ある雨の夜、沖合いから大きくて白い何者かが海岸へと近づいてきた。漁師たちが眼を凝らして見ると、どうやらそれはクジラらしいと分かったので、いそいそとこぞって舟を漕ぎ出していつもの漁にかかったが、いくら銛(もり)を投げ込んでもその獲物はビクともしない。
不思議に思ってよく見れば、獲物と映っていた大きな体はただ白い骨ばかりのヒゲクジラで、皮や肉はどこにも見当たらなかったという[2][3]。
そのうち、あたり一面は奇妙な姿の魚どもで満ち溢れ、さらには妖しげな鳥までが目の前に現れたが、潮が引くに連れて、それらは何事も無くはるか沖の彼方へと去って行った[2]。
漁師たちはこの怪を、死んだクジラが怨霊となって現れたものだろうと噂し合った。なお、これよりのち化鯨が現れたことは一度も無い[2]。
また、1983年春には石川県鳳至郡(現・鳳珠郡)穴水町の前波漁港で、沖合い500メートルで巨大な骨格らしき物体が引き上げられ、「骨くじら」と呼ばれてマスコミに報道された事例もある。全長5メートル、太さは50センチメートルから1.5メートルにもおよび、現地の漁労長は、クジラの骨だとすれば全長100メートルもあるだろうと語っている[4]。
[編集] 化鯨の祟り?
妖怪漫画を生業とする漫画家・水木しげるは、紙芝居を描いていた1950年代、化鯨の話に執りかかったところ急な高熱に倒れて制作を断念したという。あのときは化鯨に祟られたのではなかったかと、水木は後年の著書の中で述べている[1]。

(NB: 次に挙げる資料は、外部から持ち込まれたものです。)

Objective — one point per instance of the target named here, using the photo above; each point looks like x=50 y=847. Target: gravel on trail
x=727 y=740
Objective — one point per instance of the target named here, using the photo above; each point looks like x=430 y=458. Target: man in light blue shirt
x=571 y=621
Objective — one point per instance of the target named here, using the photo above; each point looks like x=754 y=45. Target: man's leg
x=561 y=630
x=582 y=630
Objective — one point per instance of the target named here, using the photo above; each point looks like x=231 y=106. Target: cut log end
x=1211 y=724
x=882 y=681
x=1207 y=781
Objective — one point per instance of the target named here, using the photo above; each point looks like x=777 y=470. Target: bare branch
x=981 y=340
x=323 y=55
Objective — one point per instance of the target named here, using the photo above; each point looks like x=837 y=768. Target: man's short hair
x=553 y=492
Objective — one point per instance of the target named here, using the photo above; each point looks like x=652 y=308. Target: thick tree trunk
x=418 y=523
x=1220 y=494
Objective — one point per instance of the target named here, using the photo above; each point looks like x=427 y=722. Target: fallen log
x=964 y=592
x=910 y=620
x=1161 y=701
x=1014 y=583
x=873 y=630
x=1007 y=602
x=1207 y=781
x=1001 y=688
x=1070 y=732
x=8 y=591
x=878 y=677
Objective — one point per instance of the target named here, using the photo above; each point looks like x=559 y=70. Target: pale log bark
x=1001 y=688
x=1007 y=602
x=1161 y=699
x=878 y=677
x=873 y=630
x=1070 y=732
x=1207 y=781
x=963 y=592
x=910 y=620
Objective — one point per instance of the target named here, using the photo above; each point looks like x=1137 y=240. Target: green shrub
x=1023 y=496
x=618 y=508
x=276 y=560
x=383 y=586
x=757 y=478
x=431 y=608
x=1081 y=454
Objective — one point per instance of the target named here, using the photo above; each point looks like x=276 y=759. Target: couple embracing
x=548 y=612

また、島根の隠岐周辺はクジラにまつわる伝説が多いが、隠岐の知夫湾に明和元年にクジラが流れ着いて以来、火災や疫病などの災いが続いたことがあった。これはクジラの祟りと考えられ、クジラの霊を慰めるために手踊りを奉納したのが、一宮神社奉納歌舞伎のはじまりといわれている[5][6]。
[編集] 脚注・出典
- ^ a b 水木しげる 『図説 日本妖怪大全』 講談社〈講談社+α文庫〉、1984年、373頁。ISBN 978-4-062-56049-6。
- ^ a b c d e 水木しげる 『水木しげるの世界幻獣事典』 朝日新聞社、1994年、134-135頁。ISBN 978-4-022-58572-1。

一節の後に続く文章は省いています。